Une autre Guadeloupe

S'éloigner.... ou du moins tenter de le faire... S'extraire des stéréotypes coloniaux, touristiques, doudouistes, sexistes, racistes, identitaires, capitalistes... en finir avec l'imagerie qui limite notre vision des choses, nous enferme finalement dans une forme d'aliénation... Essayer à rebours de traduire d'abord une sensation plutôt que la réalité supposée objective pour accéder par contournement, des détours à des réagencements plus subtils, moins évidents mais tout autant réels.
Photographier peut être une résistance aux flux d'images, de sons, de messages qui nous traversent, à ces visons du monde minimales, tels des plus petits dénominateurs communs, qu'on nous impose
« les oeuvres sont toujours plus ce qu'elles représentent. Les images ne sont pas simplement illustratives : elle construisent aussi ce qu'elles montrent. Et constituent ainsi le réel »1
Le flot vulgaire des images cent fois vues abiment le réel et par là nous abiment aussi en limitant notre perception. Ainsi le monde nous échappe et nous en laissons le contrôle à ceux qui les commanditent.
Aussi pouvons nous par la fabrication des images reprendre des parcelles de pouvoir, à notre échelle influer sur le monde, peut-être espérer le changer.

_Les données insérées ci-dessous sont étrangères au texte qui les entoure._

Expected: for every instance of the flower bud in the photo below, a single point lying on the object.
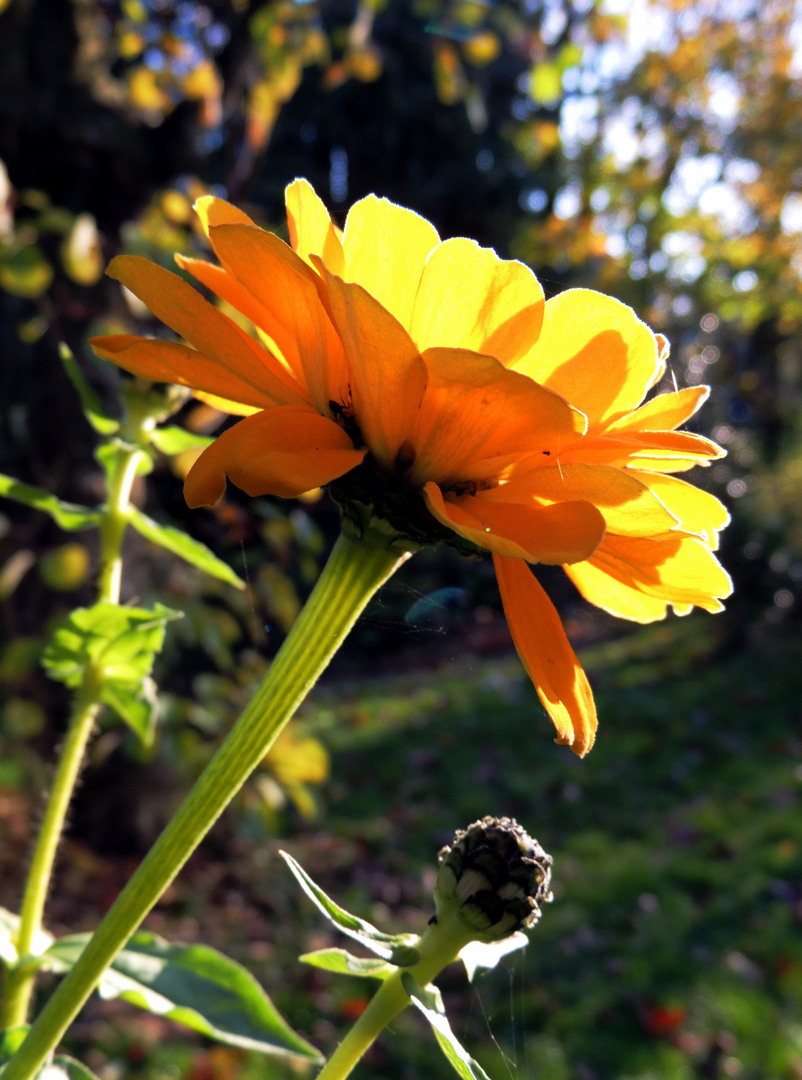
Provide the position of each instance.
(492, 878)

Je crois que photographes, peintres, dessinateurs, cinéastes, bref tous les fabricants d'images élaborent des petites briques. Je parle ici des images en tant qu'objets matériels, produits de l'esprit et de la sensation qui augmentent peu à peu le réel et le construisent
Nous autres photographes, quand nous déclenchons, nous nous libérons, dans un premier temps de ces objets nés à l'intérieur de nous, telles ces bulles d'air chaud et de sable qu'expulse le Sahara au dessus de l'Atlantique et qui cheminent jusqu'aux Antilles... Elles y forment des brumes qui infiltrent nos corps, jusqu'à nous faire suffoquer parfois... Elles nous pénètrent et agissent sur nous physiquement puis nécessairement spirituellement... Nous autres photographes ressentons alors cet allègement du corps et de l'esprit. Mais nous avons aussi conscience de notre responsabilité car nos images, en tant qu'amas de particules et en tant que charge spirituelle, influent, circulent dans le monde, se meuvent en ceux qui les reçoivent, y provoquent des réactions chimiques, des connections nouvelles. Elles y existent et y créent de nouveaux objets ou du moins leur ferment. Elles nous amendent et sédimentent le réel, comme le sable saharien la Caraïbe...

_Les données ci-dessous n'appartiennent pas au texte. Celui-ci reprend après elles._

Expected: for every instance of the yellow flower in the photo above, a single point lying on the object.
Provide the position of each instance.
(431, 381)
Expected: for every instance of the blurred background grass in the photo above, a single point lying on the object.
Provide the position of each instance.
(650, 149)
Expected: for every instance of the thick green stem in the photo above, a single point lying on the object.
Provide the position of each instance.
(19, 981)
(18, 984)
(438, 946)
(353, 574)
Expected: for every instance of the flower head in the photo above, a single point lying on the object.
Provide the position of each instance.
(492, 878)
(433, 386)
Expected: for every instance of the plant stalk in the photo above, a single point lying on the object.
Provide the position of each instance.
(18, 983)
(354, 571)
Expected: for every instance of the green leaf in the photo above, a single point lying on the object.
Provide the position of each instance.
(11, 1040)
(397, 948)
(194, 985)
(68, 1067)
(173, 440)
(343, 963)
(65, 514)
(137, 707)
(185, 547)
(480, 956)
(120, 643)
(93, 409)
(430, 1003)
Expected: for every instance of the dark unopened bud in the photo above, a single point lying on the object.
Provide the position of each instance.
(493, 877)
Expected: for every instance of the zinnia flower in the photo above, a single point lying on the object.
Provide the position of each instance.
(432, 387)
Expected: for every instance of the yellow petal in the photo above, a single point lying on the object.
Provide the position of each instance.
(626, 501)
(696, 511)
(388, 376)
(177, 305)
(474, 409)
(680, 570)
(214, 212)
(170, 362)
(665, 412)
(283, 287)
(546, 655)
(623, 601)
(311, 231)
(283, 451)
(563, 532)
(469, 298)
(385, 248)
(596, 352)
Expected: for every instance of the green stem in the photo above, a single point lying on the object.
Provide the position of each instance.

Je photographie la Guadeloupe, au fil de courts séjours, plusieurs fois par an, depuis 2008. J'y suis un étranger comme je le suis partout. Je n'ai pas la prétention d'en saisir une quelconque profondeur ou une intimité. Je garde une distance. Mes images ne sont pas particulièrement informatives, documentaires. Les lieux que je photographie ne sont pas pittoresques non plus. Du moins j'essaie de ne pas en photographier le pittoresque car il renvoie au stéréotype et à l'imagerie. Ils sont parcourus au quotidien par les individus qui les peuplent et le plus souvent ils ne sont pour nous qu'un décor routinier dont on exige seulement qu'il soit pratique ou confortable. C'est, je pense, dans cette routine, que se créent des interstices de vulnérabilité aux images stéréotypés qui finissent par nous dominer . Au mieux j'ambitionne de mettre en question cet univers routinier et le rapport que les individus entretiennent avec lui, de créer un décalage fécond par la confrontation des expériences sensibles, des sensations et des représentations.